Cette rencontre d’envergure, initiée en collaboration avec des opérateurs économiques représentant différents secteurs, des établissements bancaires et des enseignants et chercheurs universitaires, s’inscrit dans le cadre de la stratégie de la Chambre visant à accompagner les PME et à les aider à contribuer, avec efficacité, à l’accélération du développement économique aux niveaux régional et national.
Ce conclave socio-économique se veut aussi un espace privilégié pour débattre du financement de cette catégorie d’entreprises et des différents mécanismes relatifs à l’appui et à l’accompagnement des initiatives entrepreneuriales.
Ainsi, cet événement ambitionnait d’informer sur toutes les composantes du système financier dans ses volets législatif et juridique au Royaume, dédiées aux Très Petites et Moyennes Entreprises (TPME), ainsi que sur les difficultés qui entravent leur expansion.

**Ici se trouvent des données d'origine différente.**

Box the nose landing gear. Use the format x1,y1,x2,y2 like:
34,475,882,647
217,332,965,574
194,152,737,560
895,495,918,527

S’exprimant à cette occasion, le président de la CCIS de Marrakech-Safi, Mohamed Fadlam, a indiqué que la Chambre a veillé, depuis sa création, à accompagner les TPE-PME et à interagir avec elles avec efficience pour assurer leur développement et le renforcement de leurs capacités au service de l’économie régionale et nationale, mettant en relief les Hautes Orientations Royales contenues dans le Discours prononcé par SM le Roi Mohammed VI devant le Parlement à l’occasion de l’ouverture de la session d’automne, et dans lequel le Souverain avait exhorté le secteur bancaire national à un engagement plus ferme et à une implication positive plus vigoureuse dans la dynamique de développement que connaît le pays, notamment le financement de l’investissement, l’appui aux activités productives, pourvoyeuses d’emplois et génératrices de revenus.

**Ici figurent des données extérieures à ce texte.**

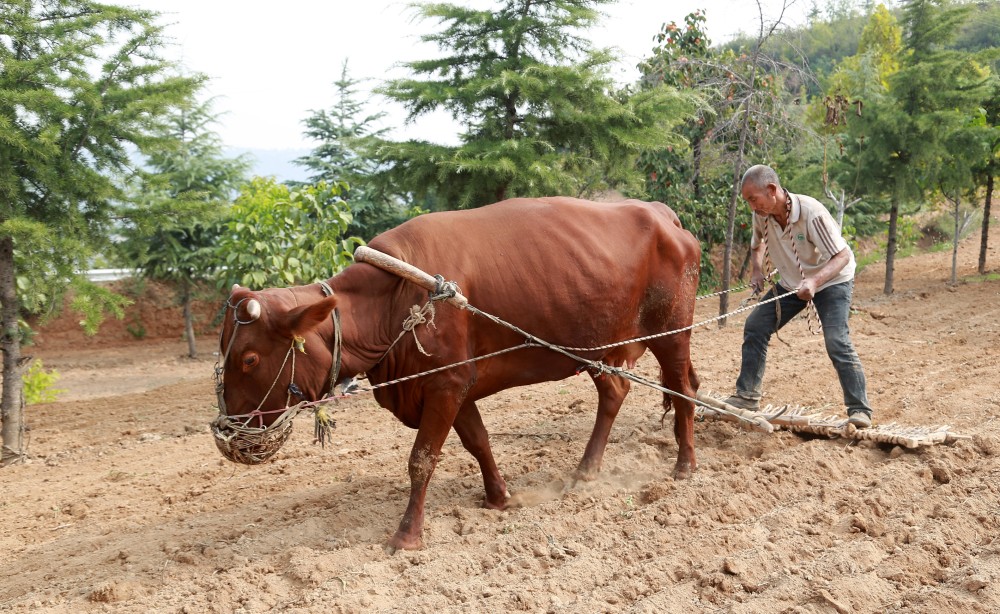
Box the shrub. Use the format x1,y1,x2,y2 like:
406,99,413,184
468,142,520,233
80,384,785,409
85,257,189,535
22,359,65,405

Dans ce sens, M. Fadlam a souligné qu’outre l’engagement du secteur bancaire auprès des grandes entreprises en termes d’appui et de financement, il doit aussi, comme l’a réaffirmé le Souverain, s’acquitter de la mission prépondérante qui lui échoit en matière de développement, en veillant à simplifier et à faciliter les procédures d’accès au crédit, à s’ouvrir davantage aux auto-entrepreneurs et à financer les petites et moyennes entreprises. Le financement de ces entités constitue un pilier essentiel pour assurer le développement et la croissance économiques et réaliser la stabilité sociale et politique, a dit M. Fadlam.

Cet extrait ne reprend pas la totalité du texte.